Mark Mobius of Franklin Templeton Investments says he is very bullish on India and that India remains the second largest holding in his Asia funds. In an interview to television channel ET Now, Mobius said he feels banks will benefit from the economic recovery. Historically that is how economic recoveries have taken place since banks are one of the biggest beneficiaries of such growth.
But there is another attribute of banks: they are one of the first signifiers of an economic recovery. For an economy or a company to grow, one of the first resources needed is money. Non-food credit from the banking sector is one of the key indicators of a pick-up in economic activity.
And if recently released RBI data on this economic indicator are any indicator, there are no signs of a recovery.
A Business Standard report points out that for the fortnight ended September 5, annual credit growth in the banking system fell to 9.68%, the first time in five years that it has gone below 10%. Even during the worst phase of the slowdown, credit flow had not fallen to such low levels.
Which begs the question: Where is the growth everyone is talking about? Markets are touching new highs in anticipation of growth numbers, but the reality is that so-called growth engines are sputtering for want of fuel. R.K. Dubey, chairman and managing director of Canara Bank, says that corporate demand has been slow and there are no signs of pick-up yet.

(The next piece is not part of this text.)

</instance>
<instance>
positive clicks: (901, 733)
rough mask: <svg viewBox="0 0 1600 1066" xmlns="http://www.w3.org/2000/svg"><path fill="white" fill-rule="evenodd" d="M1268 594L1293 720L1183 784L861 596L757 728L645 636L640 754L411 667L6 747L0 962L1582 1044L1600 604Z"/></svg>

From the government’s side there has been a lot of talk of restarting stalled projects, but they seem to be little more than lip service. M Tanksale, chief executive of Indian Bank Association, says that none of the stalled projects have been revived so far.
High interest rates have repeatedly been cited as the reason for slow credit offtake. Bankers themselves have asked RBI to cut interest rates in order to spur loan growth. As reported by Business Standard, in a meeting between RBI governor and bank representatives, lenders asked the central bank to cut the repo rate, or the rate at which they borrow from the central bank.
Banks are now faced with a problem of plenty. While credit growth grew by only 9.68%, deposit growth has continued to post exhibit strong growth, rising by 13.78%. This has resulted in banks sitting on high levels of liquidity prompting State Bank of India, the country’s largest bank, to cut deposit rates earlier this week.
But the RBI is unlikely to oblige; on Monday, RBI governor Raghuram Rajan said that no action could be expected on that front, as inflation was still above the central bank's comfort zone.
The recent GDP numbers – 5.7% growth during the June quarter –indicates a turnaround, but key numbers such as non-food credit seem to suggest that the growth number will be unsustainable, at least for the near future.